Critique : Pars vite et reviens tard

Vincent Julé | 24 janvier 2007
Vincent Julé | 24 janvier 2007

A ma droite, un polar bien écrit et bien ficelé de l'écrivaine Fred Vargas, adepte du« rompol » comme elle aime le définir, à savoir le roman policier situé exclusivement à Paris et sans sexe ni sang. A ma gauche, Régis Wargnier, un réalisateur toujours ambitieux, mais aussi souvent rattrapé par la sanction du public, à l'instar de sa fresque et méga production internationale Man to Man, et de la critique, pour qui il n'est qu'un des représentants du « cinéma de papa ». La première s'est dissociée du projet dès le début, ne voulant même pas jeter un œil au script final par « peur de tomber sur un mot qui ne m'arrange pas, je vais alors vous emmerder là-dessus alors qu'il est juste fait pour faire des images, mais bon vent ! ». Le second, en plus de réaliser un rêve de gosse et en fait un film de genre, saisit avec cette commande l'occasion d'un possible retour en grâce, du moins au box-office. Entre les deux, les joies toujours exquises de l'adaptation avec des modifications, des coupes au début, à la fin, au milieu. Mais l'essentiel est soi-disant là, ainsi que l'ombre d'ailleurs, pesante et maléfique, de Jean-Christophe Grangé – oui, bien sûr, Les Rivières Pourpres, Le Concile de Pierre ou L'empire des loups, mais aussi le scénario de Vidocq.

Toujours est-il qu'avec son postulat de signes énigmatiques sur les portes, de mort noire et d'apocalypse, le film part vite et bien pour tout fanboy en mal de complots planétaires et religieux, et donc de Alias, Da Vinci Code, Chevaliers de Baphomet, etc. Sauf qu'après avoir montré deux pauvres morts, trois fils d'attente à la pharmacie et le port du masque respiratoire à la japonaise obligatoire, le récit, tel un entonnoir, se resserre irrémédiablement autour d'une place parisienne, une poignée de personnages, et autant de suspects, avant le pétard mouillé.

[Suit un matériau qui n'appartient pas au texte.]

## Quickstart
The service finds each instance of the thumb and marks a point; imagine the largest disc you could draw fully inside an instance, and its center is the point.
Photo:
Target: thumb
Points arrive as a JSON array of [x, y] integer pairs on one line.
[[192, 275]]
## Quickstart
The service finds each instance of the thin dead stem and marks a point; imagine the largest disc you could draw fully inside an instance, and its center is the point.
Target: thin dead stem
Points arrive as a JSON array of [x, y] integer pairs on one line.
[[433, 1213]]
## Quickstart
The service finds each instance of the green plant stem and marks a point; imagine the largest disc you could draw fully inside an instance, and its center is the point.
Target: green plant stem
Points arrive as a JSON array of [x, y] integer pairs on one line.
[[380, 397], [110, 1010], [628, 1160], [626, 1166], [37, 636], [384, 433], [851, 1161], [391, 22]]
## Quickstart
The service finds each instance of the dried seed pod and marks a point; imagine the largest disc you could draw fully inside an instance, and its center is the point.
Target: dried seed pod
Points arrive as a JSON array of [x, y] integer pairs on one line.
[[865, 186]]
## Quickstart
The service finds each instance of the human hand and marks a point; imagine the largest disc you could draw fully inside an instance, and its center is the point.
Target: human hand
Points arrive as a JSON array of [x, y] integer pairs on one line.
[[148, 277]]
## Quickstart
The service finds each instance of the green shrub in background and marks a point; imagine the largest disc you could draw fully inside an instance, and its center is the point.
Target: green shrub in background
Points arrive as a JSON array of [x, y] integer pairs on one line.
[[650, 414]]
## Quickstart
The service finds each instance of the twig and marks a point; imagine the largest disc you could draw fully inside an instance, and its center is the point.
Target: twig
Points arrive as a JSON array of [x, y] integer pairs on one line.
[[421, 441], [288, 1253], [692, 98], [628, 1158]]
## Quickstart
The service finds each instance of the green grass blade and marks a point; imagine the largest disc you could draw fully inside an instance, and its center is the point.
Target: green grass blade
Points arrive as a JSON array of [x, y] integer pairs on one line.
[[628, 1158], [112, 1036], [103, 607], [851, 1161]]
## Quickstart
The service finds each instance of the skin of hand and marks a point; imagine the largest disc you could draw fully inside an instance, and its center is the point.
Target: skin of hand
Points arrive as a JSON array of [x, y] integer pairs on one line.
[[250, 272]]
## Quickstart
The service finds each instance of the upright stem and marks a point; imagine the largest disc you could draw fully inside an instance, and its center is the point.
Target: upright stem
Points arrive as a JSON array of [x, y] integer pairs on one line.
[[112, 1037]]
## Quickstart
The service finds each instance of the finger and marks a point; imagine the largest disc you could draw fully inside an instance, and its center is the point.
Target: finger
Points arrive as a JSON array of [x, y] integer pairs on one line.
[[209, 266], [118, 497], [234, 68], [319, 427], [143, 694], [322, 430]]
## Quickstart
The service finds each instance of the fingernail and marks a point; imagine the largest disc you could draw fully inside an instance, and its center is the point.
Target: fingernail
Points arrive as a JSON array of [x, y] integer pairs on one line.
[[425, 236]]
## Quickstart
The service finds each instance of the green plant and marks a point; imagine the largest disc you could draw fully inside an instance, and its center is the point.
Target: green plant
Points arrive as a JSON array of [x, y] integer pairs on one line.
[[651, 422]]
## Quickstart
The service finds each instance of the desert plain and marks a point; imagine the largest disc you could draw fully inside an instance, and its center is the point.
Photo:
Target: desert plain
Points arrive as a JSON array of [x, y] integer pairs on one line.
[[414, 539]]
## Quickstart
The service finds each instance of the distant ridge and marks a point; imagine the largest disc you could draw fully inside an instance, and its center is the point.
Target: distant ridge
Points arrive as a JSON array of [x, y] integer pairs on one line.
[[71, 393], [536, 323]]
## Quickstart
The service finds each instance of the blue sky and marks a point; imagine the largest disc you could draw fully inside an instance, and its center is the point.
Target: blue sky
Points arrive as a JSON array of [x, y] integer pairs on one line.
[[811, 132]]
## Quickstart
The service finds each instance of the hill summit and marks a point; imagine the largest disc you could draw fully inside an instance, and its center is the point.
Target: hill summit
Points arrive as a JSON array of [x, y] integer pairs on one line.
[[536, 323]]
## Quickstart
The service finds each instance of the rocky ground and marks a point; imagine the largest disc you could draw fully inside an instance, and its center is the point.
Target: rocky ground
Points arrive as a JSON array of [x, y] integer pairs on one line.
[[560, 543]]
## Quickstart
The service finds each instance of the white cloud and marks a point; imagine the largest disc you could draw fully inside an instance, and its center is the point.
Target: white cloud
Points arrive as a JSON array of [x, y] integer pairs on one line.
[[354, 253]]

D'ailleurs au fameux jeu du whodunnit, le film fait très fort, puisqu'il suffit de lire les noms au générique, et de se demander après une heure, pourquoi untel n'est pas, ou si peu, apparu à l'écran. Mieux, alors que José Garcia, toujours pas remis de La Boîte noire, traverse le film de part en part, suivi de près par ce cabotin de Lucas Belvaux, un autre acteur, inconnu mais sûrement crédité, traverse le champ pour une scène aussi mémorable que symbolique de ce qui se joue à l'écran. Lors d'une perquisition chez une victime, une équipe de policiers s'affaire à relever les empreintes, à mettre les scellés et à embarquer le matos informatique, et c'est là qu'il arrive… une imprimante à la main, toutes feuilles dehors. L'unité centrale je veux bien, mais pourquoi l'imprimante ?! Ce genre de perles qui émaillent le film avec autant de sérieux sur le fond, que de paresse sur la forme, finit par faire de ce Pars vite, j'ai une course à faire, attention au gaz, le courrier est chez la voisine et reviens pas trop tard, une succulente comédie involontaire.